How to troubleshoot pBlk exhaustion due to vscan server on Data ONTAP 8 7-Mode
Applies to
- Data ONTAP 8 operating in 7-Mode
- Data ONTAP 7
Description
- The response time of an external Vscan server directly impacts the ability of a Storage Controller to respond to client requests.
- In Data ONTAP 7 and Data ONTAP 8-7 Mode, Vscan servers are external to the Storage Controller.
- pBlks usage increases because the request from the client accounts for pBlk usage.
- Scanning of the file (via opening the file) from the Vscan server accounts for additional pBlk usage.
- If Vscan server can complete the file scan faster, Data ONTAP can respond to the original client request and free up pBlk(s) faster.
Consider the following four aspects of pBlk exhaustion
and external Vscan servers:
- Number of Vscan servers:
- Storage Controller can send a maximum of 50 scan requests to a Vscan server at any given time.

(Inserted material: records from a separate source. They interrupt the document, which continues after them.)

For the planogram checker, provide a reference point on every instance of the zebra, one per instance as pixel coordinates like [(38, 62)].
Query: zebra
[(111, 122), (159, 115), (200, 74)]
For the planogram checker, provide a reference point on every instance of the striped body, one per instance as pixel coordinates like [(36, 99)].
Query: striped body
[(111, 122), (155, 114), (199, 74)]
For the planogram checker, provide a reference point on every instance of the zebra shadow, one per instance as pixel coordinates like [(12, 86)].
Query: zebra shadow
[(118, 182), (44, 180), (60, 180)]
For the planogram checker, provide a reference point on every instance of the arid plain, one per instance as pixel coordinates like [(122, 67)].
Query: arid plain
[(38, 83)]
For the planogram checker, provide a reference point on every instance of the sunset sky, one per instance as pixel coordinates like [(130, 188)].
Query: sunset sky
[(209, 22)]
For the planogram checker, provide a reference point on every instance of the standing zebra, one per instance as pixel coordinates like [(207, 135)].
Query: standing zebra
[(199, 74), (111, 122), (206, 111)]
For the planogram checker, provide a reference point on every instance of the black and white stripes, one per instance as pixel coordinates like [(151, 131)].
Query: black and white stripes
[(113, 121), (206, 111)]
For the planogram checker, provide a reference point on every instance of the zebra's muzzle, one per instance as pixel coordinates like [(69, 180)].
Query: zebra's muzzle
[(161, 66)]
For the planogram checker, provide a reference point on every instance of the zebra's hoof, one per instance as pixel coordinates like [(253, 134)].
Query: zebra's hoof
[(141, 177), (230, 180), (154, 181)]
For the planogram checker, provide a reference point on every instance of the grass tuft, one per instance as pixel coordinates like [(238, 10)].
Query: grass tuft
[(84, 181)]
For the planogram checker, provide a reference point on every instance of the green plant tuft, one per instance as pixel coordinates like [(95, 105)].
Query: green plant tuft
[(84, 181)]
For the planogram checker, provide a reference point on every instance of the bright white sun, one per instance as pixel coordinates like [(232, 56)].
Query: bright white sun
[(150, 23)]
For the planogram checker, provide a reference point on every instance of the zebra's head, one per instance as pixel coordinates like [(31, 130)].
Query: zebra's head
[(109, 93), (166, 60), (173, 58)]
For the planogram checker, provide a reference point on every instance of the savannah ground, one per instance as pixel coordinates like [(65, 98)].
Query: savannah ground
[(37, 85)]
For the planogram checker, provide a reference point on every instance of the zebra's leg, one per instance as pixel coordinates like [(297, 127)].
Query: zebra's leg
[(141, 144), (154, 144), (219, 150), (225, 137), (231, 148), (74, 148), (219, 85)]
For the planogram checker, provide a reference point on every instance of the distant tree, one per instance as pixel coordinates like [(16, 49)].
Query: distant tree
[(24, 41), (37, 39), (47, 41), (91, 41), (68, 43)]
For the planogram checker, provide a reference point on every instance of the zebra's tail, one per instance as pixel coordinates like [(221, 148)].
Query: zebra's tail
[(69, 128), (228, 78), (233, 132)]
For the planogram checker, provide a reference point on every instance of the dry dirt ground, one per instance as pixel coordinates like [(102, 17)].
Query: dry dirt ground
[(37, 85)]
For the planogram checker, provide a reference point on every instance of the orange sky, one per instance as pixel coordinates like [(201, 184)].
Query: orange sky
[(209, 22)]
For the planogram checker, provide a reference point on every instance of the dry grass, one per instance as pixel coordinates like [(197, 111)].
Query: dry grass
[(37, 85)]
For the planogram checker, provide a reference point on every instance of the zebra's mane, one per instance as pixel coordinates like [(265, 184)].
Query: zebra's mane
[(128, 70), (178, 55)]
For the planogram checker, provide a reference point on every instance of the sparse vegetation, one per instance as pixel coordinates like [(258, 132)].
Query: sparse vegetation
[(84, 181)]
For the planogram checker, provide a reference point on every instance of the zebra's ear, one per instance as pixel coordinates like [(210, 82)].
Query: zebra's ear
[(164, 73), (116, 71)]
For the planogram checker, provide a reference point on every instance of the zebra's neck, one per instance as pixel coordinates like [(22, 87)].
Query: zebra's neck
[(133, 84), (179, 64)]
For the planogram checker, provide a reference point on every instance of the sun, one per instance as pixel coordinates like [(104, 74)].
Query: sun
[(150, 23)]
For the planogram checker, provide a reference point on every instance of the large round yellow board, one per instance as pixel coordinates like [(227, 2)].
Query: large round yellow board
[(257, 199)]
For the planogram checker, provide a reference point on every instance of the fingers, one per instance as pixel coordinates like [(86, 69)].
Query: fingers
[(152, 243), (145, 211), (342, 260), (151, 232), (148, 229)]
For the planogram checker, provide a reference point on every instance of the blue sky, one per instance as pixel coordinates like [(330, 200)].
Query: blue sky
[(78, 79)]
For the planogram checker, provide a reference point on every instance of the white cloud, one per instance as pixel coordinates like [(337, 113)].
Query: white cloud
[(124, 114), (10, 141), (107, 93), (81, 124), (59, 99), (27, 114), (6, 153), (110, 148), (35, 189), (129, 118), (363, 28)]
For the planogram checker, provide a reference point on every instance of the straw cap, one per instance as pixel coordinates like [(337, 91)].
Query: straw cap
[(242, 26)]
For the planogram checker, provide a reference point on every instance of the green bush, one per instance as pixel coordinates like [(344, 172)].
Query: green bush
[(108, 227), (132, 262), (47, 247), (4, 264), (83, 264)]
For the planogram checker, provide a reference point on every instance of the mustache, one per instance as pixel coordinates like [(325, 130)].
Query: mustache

(If Multistore is used,100 requests can be sent to one server with two vfilers; 50 per vfiler) - If 100 requests come in at the same time, one Vscan server will have to process the first 50 requests before it can start the second 50 requests.
- In this scenario, the
Max gOffloadQueue depth
becomes 50, since the storage controller has to wait for some of the first block of 50 to finish before sending requests held in the second block of 50. - In this example,
pBlk exhaustion
might not have occurred, but this is highlighted as more clients are added to a Storage Controller, and there is a need for optimal performance from the AV infrastructure.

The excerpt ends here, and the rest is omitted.